Reclaiming your goods is only viable if they can be located and are in a reusable condition. If they are missing or damaged, you may need to seek recovery of the debt instead.

How can businesses maintain positive customer relationships while reclaiming goods?

The best way to maintain your customer relationships is through effective communication. You should ensure they understand the effects of the retention of title clause from the outset, so it does not come as a surprise down the line. If the customer is late paying an invoice, it’s a good idea to follow up with regular, friendly reminders before taking further action, provided doing so won’t prejudice your position. When you decide it’s time to exercise your right to reclaim the goods, you should try to arrange a mutually convenient time to collect them, rather than simply turning up unannounced.

These principles must be balanced against any risk that the customer might dispose of the goods or speed up the manufacturing process in a bid to avoid the effects of the retention of title clause. If the customer’s financial position deteriorates, you may need to act sooner rather than later.

Summary   

Retention of title clauses provide a valuable additional layer of protection against non-payment. By reclaiming your goods, you can circumvent the need for Court action, and you are in a far stronger position if your customer becomes insolvent.   

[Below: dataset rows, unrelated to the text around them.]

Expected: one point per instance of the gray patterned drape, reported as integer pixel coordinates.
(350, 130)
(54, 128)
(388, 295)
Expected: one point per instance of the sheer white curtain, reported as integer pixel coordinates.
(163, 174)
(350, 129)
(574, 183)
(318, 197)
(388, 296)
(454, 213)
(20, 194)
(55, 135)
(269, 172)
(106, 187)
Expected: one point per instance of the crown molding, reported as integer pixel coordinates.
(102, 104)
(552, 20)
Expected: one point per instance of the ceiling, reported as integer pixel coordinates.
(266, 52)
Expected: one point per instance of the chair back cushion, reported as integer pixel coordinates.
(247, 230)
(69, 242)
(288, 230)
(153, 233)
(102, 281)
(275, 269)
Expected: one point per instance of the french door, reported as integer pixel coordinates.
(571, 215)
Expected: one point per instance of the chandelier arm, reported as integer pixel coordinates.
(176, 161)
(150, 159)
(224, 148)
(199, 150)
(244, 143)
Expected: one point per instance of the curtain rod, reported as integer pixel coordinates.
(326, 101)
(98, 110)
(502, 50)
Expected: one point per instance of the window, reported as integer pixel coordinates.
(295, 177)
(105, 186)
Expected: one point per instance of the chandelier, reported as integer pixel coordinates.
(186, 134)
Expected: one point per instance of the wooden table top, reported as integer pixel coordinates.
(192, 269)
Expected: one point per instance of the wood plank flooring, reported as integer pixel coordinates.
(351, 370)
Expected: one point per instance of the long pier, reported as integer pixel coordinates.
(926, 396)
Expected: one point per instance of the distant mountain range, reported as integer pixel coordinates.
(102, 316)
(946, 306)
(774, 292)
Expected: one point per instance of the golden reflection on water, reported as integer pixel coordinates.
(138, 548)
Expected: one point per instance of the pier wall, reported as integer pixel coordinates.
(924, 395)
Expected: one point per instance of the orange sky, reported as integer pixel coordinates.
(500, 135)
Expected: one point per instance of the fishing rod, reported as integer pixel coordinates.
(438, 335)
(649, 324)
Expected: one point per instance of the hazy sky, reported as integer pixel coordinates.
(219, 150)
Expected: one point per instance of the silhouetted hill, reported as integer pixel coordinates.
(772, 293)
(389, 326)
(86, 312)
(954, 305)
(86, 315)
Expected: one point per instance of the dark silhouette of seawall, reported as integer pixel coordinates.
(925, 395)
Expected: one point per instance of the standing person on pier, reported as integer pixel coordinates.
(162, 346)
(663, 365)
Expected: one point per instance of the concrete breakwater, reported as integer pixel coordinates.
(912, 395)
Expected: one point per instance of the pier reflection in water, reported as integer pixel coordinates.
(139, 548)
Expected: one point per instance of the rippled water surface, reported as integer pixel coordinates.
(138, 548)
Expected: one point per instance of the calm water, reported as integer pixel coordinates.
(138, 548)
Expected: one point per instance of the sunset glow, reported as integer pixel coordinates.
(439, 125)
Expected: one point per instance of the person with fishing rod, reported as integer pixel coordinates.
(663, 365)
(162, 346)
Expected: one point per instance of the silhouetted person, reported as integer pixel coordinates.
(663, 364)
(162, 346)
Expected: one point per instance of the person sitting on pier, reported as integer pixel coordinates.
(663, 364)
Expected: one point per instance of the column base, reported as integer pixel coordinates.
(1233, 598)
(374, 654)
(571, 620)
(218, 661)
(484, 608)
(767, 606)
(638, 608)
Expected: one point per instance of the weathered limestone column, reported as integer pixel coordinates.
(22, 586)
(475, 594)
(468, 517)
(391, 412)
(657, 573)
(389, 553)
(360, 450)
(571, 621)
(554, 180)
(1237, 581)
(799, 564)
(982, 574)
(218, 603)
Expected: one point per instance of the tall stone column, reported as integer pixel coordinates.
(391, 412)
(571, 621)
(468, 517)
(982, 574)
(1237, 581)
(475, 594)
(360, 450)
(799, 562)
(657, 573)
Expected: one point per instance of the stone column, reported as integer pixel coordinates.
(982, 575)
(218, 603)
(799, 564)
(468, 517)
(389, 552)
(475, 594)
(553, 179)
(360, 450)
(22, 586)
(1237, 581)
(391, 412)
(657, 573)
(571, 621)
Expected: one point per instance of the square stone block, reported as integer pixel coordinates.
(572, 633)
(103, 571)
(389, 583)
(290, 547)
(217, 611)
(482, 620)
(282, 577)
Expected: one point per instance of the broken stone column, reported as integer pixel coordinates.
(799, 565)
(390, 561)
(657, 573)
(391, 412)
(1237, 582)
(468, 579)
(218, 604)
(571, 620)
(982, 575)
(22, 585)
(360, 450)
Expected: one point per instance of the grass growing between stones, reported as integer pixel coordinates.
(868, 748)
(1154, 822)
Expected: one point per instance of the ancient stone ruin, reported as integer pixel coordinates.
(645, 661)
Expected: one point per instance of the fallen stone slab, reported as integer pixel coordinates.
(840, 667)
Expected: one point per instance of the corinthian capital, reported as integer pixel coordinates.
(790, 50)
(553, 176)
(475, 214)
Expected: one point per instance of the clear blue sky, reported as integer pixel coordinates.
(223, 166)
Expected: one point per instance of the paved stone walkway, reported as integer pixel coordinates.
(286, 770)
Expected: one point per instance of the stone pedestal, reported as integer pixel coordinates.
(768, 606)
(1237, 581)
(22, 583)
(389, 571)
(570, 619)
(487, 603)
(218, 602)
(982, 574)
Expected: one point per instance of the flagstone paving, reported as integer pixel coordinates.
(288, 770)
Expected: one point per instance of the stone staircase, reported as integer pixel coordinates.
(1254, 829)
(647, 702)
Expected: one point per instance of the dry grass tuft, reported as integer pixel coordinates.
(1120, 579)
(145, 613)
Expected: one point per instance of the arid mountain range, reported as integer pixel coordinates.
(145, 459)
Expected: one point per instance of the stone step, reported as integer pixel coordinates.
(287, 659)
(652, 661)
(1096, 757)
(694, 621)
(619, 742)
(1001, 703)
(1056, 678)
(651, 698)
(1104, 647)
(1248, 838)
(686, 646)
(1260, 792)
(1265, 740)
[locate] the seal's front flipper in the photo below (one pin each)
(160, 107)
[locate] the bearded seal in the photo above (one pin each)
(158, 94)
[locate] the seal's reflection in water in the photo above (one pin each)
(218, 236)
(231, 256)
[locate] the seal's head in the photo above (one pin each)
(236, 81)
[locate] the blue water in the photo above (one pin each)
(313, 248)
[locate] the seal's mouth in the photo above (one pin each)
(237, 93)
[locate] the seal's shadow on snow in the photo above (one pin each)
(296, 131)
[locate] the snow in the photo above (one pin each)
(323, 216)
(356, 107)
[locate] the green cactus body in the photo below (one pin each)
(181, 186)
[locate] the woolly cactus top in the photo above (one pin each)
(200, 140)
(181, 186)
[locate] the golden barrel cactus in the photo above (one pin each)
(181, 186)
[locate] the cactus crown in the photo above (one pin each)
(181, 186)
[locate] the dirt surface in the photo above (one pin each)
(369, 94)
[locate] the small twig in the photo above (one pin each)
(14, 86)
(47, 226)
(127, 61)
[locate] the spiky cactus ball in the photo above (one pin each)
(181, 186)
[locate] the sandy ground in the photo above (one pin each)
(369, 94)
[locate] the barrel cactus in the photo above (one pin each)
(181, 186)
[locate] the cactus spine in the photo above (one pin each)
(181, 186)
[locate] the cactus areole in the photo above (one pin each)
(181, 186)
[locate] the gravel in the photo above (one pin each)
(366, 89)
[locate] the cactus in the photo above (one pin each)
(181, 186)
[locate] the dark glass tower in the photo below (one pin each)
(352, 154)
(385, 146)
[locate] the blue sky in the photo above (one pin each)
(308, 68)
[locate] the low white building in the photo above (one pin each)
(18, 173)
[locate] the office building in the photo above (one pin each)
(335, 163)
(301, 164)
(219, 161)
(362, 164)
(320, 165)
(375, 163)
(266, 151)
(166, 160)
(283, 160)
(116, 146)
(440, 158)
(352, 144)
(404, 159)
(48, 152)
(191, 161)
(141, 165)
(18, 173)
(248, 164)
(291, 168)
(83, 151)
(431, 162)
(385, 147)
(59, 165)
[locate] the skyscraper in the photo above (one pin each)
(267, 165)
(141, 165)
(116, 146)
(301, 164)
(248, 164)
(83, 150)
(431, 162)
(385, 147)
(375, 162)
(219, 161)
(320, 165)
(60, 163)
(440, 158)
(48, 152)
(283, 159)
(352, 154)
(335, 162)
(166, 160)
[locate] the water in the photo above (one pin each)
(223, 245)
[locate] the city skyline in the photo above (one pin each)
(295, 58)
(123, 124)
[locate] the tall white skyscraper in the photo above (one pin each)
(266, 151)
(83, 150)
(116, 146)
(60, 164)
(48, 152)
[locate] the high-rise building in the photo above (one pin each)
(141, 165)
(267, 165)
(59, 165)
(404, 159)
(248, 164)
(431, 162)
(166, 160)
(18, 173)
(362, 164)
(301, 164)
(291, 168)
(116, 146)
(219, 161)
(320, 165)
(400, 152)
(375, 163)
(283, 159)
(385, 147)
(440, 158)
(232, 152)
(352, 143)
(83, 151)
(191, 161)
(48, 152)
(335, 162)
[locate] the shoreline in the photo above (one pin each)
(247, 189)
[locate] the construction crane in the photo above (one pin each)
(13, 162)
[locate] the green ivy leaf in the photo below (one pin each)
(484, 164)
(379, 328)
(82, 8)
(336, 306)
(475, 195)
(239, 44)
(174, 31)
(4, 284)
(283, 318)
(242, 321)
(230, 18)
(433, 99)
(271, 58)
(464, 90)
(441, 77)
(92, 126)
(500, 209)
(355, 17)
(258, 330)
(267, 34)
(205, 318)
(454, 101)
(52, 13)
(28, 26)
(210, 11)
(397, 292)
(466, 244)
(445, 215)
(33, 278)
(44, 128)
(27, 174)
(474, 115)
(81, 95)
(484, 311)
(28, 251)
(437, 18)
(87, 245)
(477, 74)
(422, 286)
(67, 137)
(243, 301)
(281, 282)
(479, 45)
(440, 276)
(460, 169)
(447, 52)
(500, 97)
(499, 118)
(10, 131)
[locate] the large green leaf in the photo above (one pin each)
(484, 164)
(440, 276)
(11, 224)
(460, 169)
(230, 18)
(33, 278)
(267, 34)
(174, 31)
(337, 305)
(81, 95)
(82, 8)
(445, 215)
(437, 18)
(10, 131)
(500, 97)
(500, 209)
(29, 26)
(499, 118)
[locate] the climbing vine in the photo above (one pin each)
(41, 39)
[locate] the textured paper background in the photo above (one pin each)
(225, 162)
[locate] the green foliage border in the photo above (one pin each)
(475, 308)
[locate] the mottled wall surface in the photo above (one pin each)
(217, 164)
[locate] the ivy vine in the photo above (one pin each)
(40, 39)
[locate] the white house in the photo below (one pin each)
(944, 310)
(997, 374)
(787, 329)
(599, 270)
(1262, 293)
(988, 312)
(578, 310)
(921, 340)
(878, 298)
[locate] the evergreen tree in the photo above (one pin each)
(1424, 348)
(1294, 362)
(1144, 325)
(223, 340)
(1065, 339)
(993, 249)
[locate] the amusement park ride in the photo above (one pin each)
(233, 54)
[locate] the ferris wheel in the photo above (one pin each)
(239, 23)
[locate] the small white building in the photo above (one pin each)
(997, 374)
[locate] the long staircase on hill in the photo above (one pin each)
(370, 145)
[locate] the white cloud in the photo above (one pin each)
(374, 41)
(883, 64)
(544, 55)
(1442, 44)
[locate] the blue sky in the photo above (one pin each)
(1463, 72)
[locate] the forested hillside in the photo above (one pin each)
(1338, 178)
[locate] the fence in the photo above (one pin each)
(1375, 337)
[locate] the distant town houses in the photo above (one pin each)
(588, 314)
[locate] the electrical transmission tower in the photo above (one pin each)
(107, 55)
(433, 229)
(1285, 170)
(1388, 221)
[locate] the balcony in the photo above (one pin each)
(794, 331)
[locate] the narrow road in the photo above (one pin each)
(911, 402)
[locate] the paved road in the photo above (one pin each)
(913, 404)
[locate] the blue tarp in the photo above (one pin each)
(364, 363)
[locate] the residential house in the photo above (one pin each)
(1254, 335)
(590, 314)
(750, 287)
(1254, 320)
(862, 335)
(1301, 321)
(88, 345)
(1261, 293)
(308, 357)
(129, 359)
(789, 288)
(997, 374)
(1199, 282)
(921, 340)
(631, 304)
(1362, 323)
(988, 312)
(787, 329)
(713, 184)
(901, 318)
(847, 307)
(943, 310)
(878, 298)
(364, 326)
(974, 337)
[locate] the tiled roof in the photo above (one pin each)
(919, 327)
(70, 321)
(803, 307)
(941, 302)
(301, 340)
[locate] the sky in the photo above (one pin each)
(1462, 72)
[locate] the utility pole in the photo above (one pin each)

Retention of title clauses are not bulletproof. They must be carefully drafted to be effective, and even the most robust of clauses are of little use if the goods have perished, been sold or been incorporated into new products. The clauses must, therefore, be used as part of a broader credit control and risk mitigation strategy. Prevention is better than cure, and there is no substitute for thoroughly vetting new customers and operating proactive credit control procedures.